Alex mengatakan penghentian penyelidikan terhadap 36 perkara tersebut bukan berdasarkan keputusan sepihak dari pimpinan KPK, melainkan telah melalui proses evaluasi terlebih dahulu dengan penyelidik dan juga deputi penindakan KPK.

"Penyelidik yang menelaah, yang melakukan penyelidikan. Dia yang tahu, apakah sudah cukup bukti atau belum untuk di lakukan ekspose, untuk ditindaklanjuti di proses penyidikan. mereka yang evaluasi, evaluasi itu disampaikan ke deputi penindakan," ujar dia.

Baca juga: KPK analisa rencana penghentian sejumlah perkara korupsi

Alex melanjutkan "Kemudian diusulkan ke Pimpinan, Pimpinan membaca, ada laporannya? ada. kendalanya di mana? permasalahan dimana? kenapa harus itu penyelidikannya harus dihentikan? Ada itu semuanya."

Nantinya, Pimpinan KPK akan menentukan apakah perkara tersebut disetujui untuk dihentikan, atau tetap dilanjutkan melalui mekanisme penyelidikan terbuka.

Penghentian perkara-perkara tersebut, kata dia, umumnya dilakukan karena penyelidik tidak menemukan bukti-bukti permulaan yang cukup.

"Di undang-undang yang baru kan jelas itu kalau dalam 2 tahun penyelidikan itu belum cukup alat bukti, KPK boleh atau dapat menghentikan penyelidikan," ucap dia.

Dalam kesempatan itu Alex juga mengatakan bahwa 36 perkara yang proses penyelidikannya dihentikan itu, seluruhnya hasil proses penyelidikan secara tertutup.

"Jadi kalau tertutup itu biasanya terkait dengan suap. Misalnya, kita dapat informasi dari masyarakat akan ada pemberian uang dari pengusaha untuk dapat memenangkan lelang. Kita tindak lanjuti benar tidaknya, kita ikuti, kalau lelang sudah selesai dan kita tidak dapat bukti apapun buat apa kita teruskan? Tidak ada persoalan," kata Alex.

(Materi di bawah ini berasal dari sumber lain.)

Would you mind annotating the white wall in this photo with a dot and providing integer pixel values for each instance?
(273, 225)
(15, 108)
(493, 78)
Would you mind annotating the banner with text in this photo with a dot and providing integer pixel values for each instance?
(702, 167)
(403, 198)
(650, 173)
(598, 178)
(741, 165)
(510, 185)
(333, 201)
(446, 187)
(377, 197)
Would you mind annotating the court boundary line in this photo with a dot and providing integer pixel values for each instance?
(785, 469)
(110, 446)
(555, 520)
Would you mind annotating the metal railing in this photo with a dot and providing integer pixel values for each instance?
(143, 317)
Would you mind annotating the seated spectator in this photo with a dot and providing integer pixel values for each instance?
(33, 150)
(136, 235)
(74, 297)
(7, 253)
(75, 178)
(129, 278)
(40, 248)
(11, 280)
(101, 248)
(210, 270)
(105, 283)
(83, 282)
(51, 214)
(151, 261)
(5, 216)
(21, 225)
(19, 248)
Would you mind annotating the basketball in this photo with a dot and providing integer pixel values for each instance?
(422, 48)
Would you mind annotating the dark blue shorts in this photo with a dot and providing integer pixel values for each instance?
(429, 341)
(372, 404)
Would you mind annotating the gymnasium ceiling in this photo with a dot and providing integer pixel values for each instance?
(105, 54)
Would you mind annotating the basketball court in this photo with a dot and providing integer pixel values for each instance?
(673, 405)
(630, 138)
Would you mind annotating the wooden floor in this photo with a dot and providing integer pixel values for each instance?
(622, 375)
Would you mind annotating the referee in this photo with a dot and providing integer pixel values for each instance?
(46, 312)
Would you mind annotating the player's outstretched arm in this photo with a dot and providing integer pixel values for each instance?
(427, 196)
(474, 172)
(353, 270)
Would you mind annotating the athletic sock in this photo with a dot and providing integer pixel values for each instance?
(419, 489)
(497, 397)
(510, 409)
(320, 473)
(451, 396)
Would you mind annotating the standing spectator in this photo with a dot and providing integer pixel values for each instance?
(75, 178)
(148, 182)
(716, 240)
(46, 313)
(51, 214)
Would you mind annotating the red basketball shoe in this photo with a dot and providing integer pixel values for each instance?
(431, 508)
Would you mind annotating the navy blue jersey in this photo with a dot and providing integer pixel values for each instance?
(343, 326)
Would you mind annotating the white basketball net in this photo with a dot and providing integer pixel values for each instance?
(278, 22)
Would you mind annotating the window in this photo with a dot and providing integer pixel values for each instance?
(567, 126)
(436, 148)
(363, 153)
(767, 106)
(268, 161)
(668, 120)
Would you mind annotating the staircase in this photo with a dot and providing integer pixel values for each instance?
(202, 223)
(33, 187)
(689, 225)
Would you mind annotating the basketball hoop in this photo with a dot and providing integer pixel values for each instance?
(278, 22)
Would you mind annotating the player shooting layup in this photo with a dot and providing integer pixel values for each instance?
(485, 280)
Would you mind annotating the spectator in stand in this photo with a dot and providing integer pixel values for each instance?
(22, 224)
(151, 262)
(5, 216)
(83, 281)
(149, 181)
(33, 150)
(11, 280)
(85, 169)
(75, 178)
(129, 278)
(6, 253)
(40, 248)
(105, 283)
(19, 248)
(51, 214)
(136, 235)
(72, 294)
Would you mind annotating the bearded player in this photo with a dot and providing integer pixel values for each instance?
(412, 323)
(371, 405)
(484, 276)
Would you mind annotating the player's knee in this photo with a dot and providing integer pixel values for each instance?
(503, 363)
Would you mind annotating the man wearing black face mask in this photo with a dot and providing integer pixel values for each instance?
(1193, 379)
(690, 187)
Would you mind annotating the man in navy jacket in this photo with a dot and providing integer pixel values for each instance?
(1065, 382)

Baca juga: KPK hentikan 36 perkara, Abraham Samad: Ini di luar kewajaran

Namun demikian, kata Alex, bila pada kemudian hari terdapat informasi lanjutan dari masyarakat terkait perkara yang telah dihentikan itu, tidak menutup kemungkinan bagi KPK untuk membuka kembali penyelidikan terhadap perkara yang dimaksud.

"Ibaratnya itu oke-lah sementara kita simpan dulu, kita file proses penyelidikan, tetapi nanti kalau ada laporan masyarakat masuk lagi, masih berkaitan dengan proses penyelidikan, ya kita buka lagi," tutur dia.

Sebelumnya, KPK mengonfirmasi telah menghentikan 36 perkara pada tahap penyelidikan untuk akuntabilitas dan kepastian hukum.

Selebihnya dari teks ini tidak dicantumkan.